Last updated on June 23, 2023

AWS X-Ray Cheat Sheet

  • AWS X-Ray analyzes and debugs production, distributed applications, such as those built using a microservices architecture. With X-Ray, you can identify performance bottlenecks, edge case errors, and other hard to detect issues.

Concepts

    • A segment provides the name of the compute resources running your application logic, details about the request sent by your application, and details about the work done.
    • A segment can break down the data about the work done into subsegments. A subsegment can contain additional details about a call to an AWS service, an external HTTP API, or an SQL database.
      • For services that don’t send their own segments, like Amazon DynamoDB, X-Ray uses subsegments to generate inferred segments and downstream nodes on the service map. This lets you see all of your downstream dependencies, even if they don’t support tracing, or are external.
      • Subsegments represent your application’s view of a downstream call as a client. If the downstream service is also instrumented (like an AWS SDK client), the segment that it sends replaces the inferred segment generated from the upstream client’s subsegment.
    • X-Ray uses the data that your application sends to generate a service graph. Each AWS resource that sends data to X-Ray appears as a service in the graph.
    • A service graph is a JSON document that contains information about the services and resources that make up your application. The X-Ray console uses the service graph to generate a visualization or service map. Service graph data is retained for 30 days.
    • Edges connect the services that work together to serve requests. Edges connect clients to your application, and your application to the downstream services and resources that it uses.
    • A trace ID tracks the path of a request through your application. A trace collects all the segments generated by a single request.
      • That request is typically an HTTP GET or POST request that travels through a load balancer, hits your application code, and generates downstream calls to other AWS services or external web APIs.
    • To ensure efficient tracing and provide a representative sample of the requests that your application serves, the X-Ray SDK applies a sampling algorithm to determine which requests get traced.
      • By default, the X-Ray SDK records the first request each second, and five percent of any additional requests.
    • For advanced tracing, you can drill down to traces for individual requests, or use filter expressions to find traces related to specific paths or users.
    • Groups are a collection of traces that are defined by a filter expression. Groups are identified by their name or an Amazon Resource Name, and contain a filter expression.
    • Annotations are simple key-value pairs that are indexed for use with filter expressions. Use annotations to record data that you want to use to group traces.
      • A segment can contain multiple annotations.
      • System-defined annotations include data added to the segment by AWS services, whereas user-defined annotations are metadata added to a segment by a developer.
    • Metadata are key-value pairs with values of any type, including objects and lists, but that are not indexed.
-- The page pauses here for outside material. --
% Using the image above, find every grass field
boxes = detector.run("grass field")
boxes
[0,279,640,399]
Use metadata to record data you want to store in the trace but don’t need to use for searching traces.
    • When an exception, error or fault occurs while your application is serving an instrumented request, the X-Ray SDK records details about the error, including the stack trace, if available.

Features

    • AWS X-Ray can be used with applications running on Amazon EC2, Amazon ECS, AWS Lambda, AWS Elastic Beanstalk. You just integrate the X-Ray SDK with your application and install the X-Ray agent.
    • AWS X-Ray provides an end-to-end, cross-service, application-centric view of requests flowing through your application by aggregating the data gathered from individual services in your application into a single unit called a trace.
    • The X-Ray SDK captures metadata for requests made to MySQL and PostgreSQL databases (self-hosted, Amazon RDS, Amazon Aurora), and Amazon DynamoDB. It also captures metadata for requests made to Amazon SQS and Amazon SNS.
    • You can set the trace sampling rate that is best suited for your production applications or applications in development. X-Ray continually traces requests made to your application and stores a sampling of the requests for your analysis.
    • AWS X-Ray creates a map of services used by your application with trace data. This provides a view of connections between services in your application and aggregated data for each service, including average latency and failure rates. You can create dependency trees, perform cross-availability zone or region call detections, and more.
    • AWS X-Ray lets you add annotations to data emitted from specific components or services in your application.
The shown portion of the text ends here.